When analyzing comps, here are a few of the major factors that count:
- Condition. Fixer-upper, tear-down, completely updated, pristine – the condition of your house can be a deal-maker or deal-breaker.
- Lot Size. Is there room for the buyer to add on to the house or plant a sprawling rose garden in the backyard? The exact acreage of your lot size is connected to price. When you compare your home to others, examine those with lots within .05 acres of your own.
- Amenities. Obviously, the more amenities you have, such as a pool, spa, walk-in closets, gourmet kitchen, the higher the price.
- Bedrooms & Bathrooms. How many bedrooms and baths – as well as where they are placed- can radically change the price of a home. Like square footage, families often shop for homes based on these numbers.
- Age & Condition. Age and condition of the home: Do you live in a Victorian originally built in 191? Or is your house relatively new, circa 1997? Of course, older houses don’t necessarily command cheaper prices or vice versa, but you should try to compare like to like.
- Square Footage. This is significant for most buyers. Some buyers will hunt for homes based on square footage alone. When it comes to pricing, bigger means bigger price.

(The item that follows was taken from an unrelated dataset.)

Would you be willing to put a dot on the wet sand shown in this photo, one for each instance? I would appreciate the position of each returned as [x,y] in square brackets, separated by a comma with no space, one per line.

- Location. This refers not only to your state, city and neighborhood but also other important factors. Is your home mid-block, in a cup-de-sac, or on a corner lot? Does it face a freeway or busy intersection? Does it have a view? Does the noise from nearby tunnel right into your bedroom or does it sit on the bank of a tranquil lake? The same home located in a different area can yield a very different price.